After seeing this chart, my mouth needed a rinse

The credit for today's headline goes to Andrew Gelman, who said something like that when I presented the following chart at his Statistical Graphics class yesterday:

Fidelityad_consumerstaples_adj_smWith this chart (which appeared in a large ad in the NY Times), Fidelity Investment wants to tell potential customers to move money into the consumer staples category because of "greater return" and "lower risk". You just might wonder what a "consumer staple" is. Toothbrushes, you see.

There are too many issues with the chart to fit into one blog post. My biggest problem concerns the visual trickery used to illustrate "greater" and "lower". The designer wants to focus readers on the two orange brushes: return for consumer staples is higher, and risk is lower, you see.

The "greater" (i.e. right-facing) toothbrush is associated with longer brushes and higher elevation; the "lower" (left-facing) toothbrush, with shorter brushes and lower elevation.

But looking carefully at the scales reveals that the return ranges from 6% to 14% and the risk ranges from 10% to 25%. So larger numbers are depicted by shorter brushes and lower elevation, exactly the opposite of one's expectation. The orange brushes happen to  represent the same value of 14.3% but the one on the right is at least four times as large as the one on the left. As the dentist says, time to rinse out!

The vertical axis represents ranking of the investment categories in terms of decreasing return and/or risk so on both toothbrushes, the axis should run from 1 to 10.


How would the dentist fix this?

The first step is to visit the Q corner of the Trifecta Checkup. The purpose of this chart is for investors to realize that (using the chosen metrics) consumer durables have the best combination of risk and return. In finance, risk is measured as the volatility of return.

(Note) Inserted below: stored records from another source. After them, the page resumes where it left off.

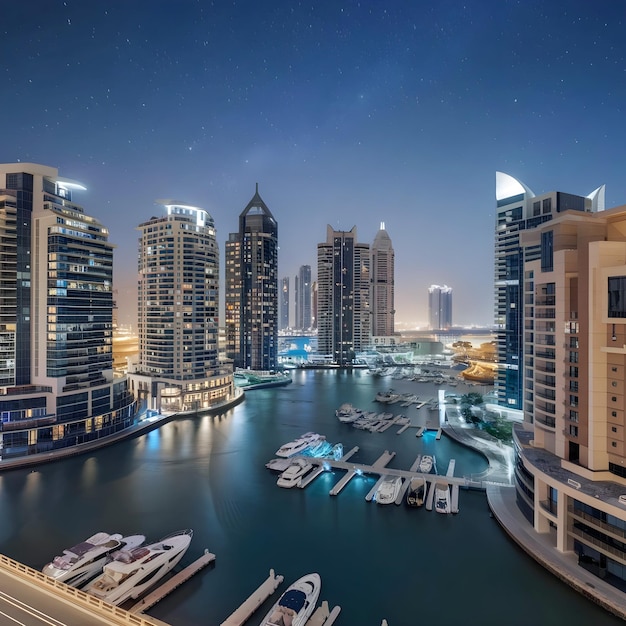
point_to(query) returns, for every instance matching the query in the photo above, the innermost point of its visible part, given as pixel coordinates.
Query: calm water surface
(207, 473)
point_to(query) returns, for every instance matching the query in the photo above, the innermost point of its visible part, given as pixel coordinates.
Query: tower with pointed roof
(382, 268)
(251, 315)
(518, 209)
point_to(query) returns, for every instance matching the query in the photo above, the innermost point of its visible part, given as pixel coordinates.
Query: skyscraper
(177, 368)
(570, 465)
(284, 303)
(252, 289)
(57, 386)
(382, 267)
(440, 307)
(343, 308)
(303, 298)
(518, 210)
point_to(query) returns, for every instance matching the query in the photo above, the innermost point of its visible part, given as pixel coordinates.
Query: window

So, in effect, all the investors care about is the probability of getting a certain level of return.

The trouble with any chart that shows both risk and return is that readers have no way of going from the pair of numbers to the probability of getting a certain level of return.

The fix is to plot the probability of returns directly.


In the above sketch, I just assumed a normal probability model, which is incorrect; but it is not hard to substitute this with an empirial distribution, if you obtain the raw data.

Unlike the original chart, it does not appear that consumer staples is a clearcut winner.



Fixing the visual versus fixing the story

It's great for me when my friend Alberto Cairo lent a helping hand (link). Here is the original chart showing deaths in African and Middle East countries due to recent unrest:


This is Cairo's redesign:


There is no doubt the new version brings out the data more clearly. I like the cropping of the continent. I'd color-code the countries using the same legend as above.

I'm troubled by the concept of the original chart. I struggle to find any interesting correlation of deaths, whether with time, with government reaction, or with geography. Of the three, I think geography is the most correlated so a good design should bring that out. (Of course, geographical bias is expected and thus rather boring.)

If the intention of the chart is to answer the question of what factors affect deaths, then the wrong variables are being utilized.

So, as regards the Trifecta Checkup, Cairo solved the V problem while the D problem remains.


Data decorations, ornaments, chartjunk, and all that

Alberto Cairo left a comment about "data decorations". This is a name he's using to describe something like the windshield-wiper chart I discussed the other day. It seems like the visual elements were purely ornamental and adds nothing to the experience--one might argue that the experience was worse than just staring at the data table.

It just happens that I have another example of such a chart, submitted by Xan. This one is from Consumer Reports, and illustrates some findings from a recent survey on what things air travellers hate most. Good luck figuring all this out!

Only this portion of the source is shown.